Not all of these facilities were open throughout the cruise — but staff were attentive, helpful and pleasant, ready to open a closed-off rock climbing wall or pour drinks at one of the many bars that sat empty as guests packed out the dining rooms.

Decompression

Two buffet-style restaurants were included in the ticket price, serving a mix of Asian and Western dishes. While paid-for restaurants were available, most people on board got their money’s worth by piling their school dinner-style trays high with a mishmash of meals. Attempts at creating a party atmosphere were enthusiastic, but fruitless — inside the ship’s sole club, a DJ playing early ’00s hip-hop gamely pumped dry ice onto an empty dance floor, while passengers had more fun at the adjoining neon bowling alley.

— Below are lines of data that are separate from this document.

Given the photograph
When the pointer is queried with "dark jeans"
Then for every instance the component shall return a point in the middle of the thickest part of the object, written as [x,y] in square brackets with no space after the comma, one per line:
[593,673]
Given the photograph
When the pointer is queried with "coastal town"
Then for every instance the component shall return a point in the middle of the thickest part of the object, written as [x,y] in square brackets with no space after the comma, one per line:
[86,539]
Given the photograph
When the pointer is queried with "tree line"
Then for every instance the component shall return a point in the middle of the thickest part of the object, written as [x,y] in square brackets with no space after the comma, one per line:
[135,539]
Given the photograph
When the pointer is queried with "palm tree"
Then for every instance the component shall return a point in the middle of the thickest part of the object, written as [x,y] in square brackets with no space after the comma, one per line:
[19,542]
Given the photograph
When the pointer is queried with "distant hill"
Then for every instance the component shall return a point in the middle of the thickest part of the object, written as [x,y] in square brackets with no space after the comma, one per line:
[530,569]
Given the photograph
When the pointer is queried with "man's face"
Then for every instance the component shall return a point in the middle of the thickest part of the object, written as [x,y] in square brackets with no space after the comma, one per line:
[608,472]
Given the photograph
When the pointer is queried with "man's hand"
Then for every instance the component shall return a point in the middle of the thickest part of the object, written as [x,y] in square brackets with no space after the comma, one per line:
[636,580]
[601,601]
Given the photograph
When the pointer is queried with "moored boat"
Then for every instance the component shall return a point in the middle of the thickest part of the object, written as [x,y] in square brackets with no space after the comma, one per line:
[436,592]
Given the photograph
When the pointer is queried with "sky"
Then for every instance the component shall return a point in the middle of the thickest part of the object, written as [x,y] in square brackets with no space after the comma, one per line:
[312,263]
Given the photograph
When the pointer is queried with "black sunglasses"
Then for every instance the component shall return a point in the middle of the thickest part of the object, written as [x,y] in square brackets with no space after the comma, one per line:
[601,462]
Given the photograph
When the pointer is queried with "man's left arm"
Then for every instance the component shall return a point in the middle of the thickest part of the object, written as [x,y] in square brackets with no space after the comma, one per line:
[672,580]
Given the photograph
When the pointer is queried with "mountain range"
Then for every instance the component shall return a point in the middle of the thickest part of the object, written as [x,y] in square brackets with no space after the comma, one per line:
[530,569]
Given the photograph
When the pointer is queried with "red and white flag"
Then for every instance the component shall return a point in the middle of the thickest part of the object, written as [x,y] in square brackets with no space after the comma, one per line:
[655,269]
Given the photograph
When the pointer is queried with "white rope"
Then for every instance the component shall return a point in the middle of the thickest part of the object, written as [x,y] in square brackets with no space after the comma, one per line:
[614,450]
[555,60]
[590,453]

Broadly, the cruise atmosphere was one of decompression, and relief at experiencing something — anything — a bit different from regular life, where maintaining relative normality inside Hong Kong’s borders has come at the expense of being able to easily move outside them.

Coming from one of the most densely populated cities in the world, it was oddly freeing to look out over the open water and see nothing but distant container ships, or watch the sun set below a skyscraper-free horizon. With no phone signal, and no particular need to do anything beyond sit on a balcony and stare at the stars, it was tempting to lean into the comfort of this sealed-off idyll. Far away beyond the skyline was disease, stress and uncertainty; on this unusual cruise, drinks flowed, people had fun, and life was good in a brief bubble of normality, floating in the endless blue of the South China Sea.